Vanessa was now at work. A spare duvet sat neatly folded at the end of the sofa on which Robin was sitting, with her laptop open in front of her. She had spent the entire afternoon scanning available rooms in shared properties, which were all she could possibly afford on the salary that Strike was paying her. The memory of the bunk bed in Flick’s flat kept recurring as she scanned the adverts in her price range, some of which featured stark, barrack-like rooms with multiple beds inside them, others with photographs that looked as though they ought to feature attached to news stories about reclusive hoarders discovered dead by neighbors. Last night’s laughter seemed remote now. Robin was ignoring the painful, hard lump in her throat that refused to dissolve, no matter how many cups of tea she consumed.

Matthew had tried to contact her twice that day.

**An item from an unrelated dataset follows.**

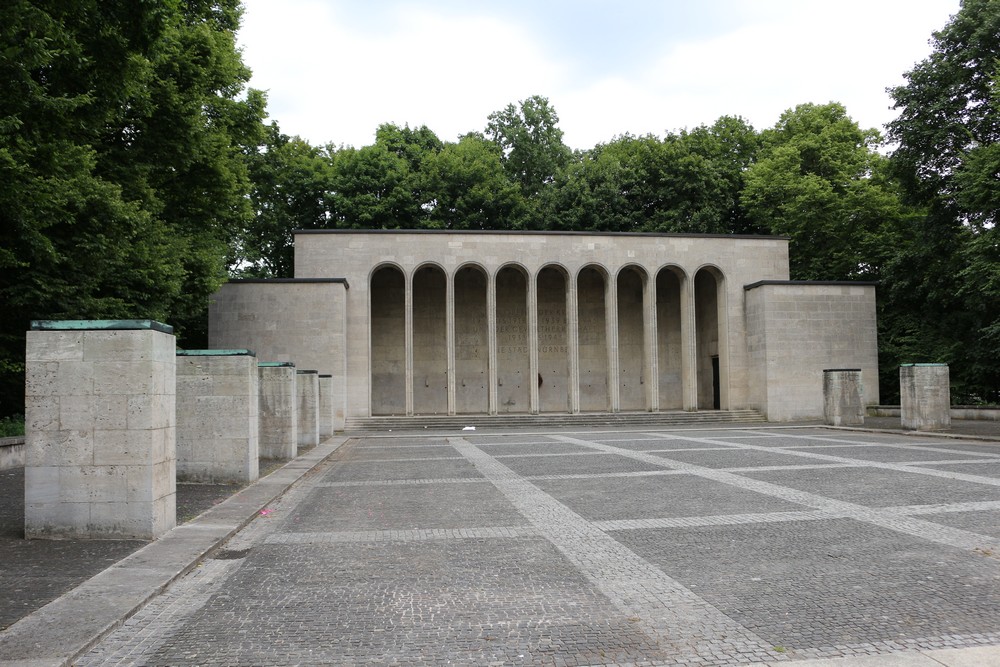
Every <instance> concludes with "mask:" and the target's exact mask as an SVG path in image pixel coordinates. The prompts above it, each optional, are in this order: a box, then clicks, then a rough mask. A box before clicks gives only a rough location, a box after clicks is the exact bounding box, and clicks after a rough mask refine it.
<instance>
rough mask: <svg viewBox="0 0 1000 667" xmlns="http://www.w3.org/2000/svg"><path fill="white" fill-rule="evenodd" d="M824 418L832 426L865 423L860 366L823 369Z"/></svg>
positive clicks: (852, 424) (823, 397)
mask: <svg viewBox="0 0 1000 667" xmlns="http://www.w3.org/2000/svg"><path fill="white" fill-rule="evenodd" d="M823 418H824V421H825V422H826V423H827V424H829V425H830V426H861V425H863V424H864V423H865V404H864V400H863V398H862V386H861V369H860V368H834V369H828V370H824V371H823Z"/></svg>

Neither time had she picked up and he hadn’t left a message. She would need to contact a lawyer about divorce soon, and that would cost money she didn’t have, but her first priority had to be finding herself a place to live and continuing to put in the usual number of hours on the Chiswell case, because if Strike had cause to feel she wasn’t pulling her weight she would be endangering the only part of her life that currently had worth.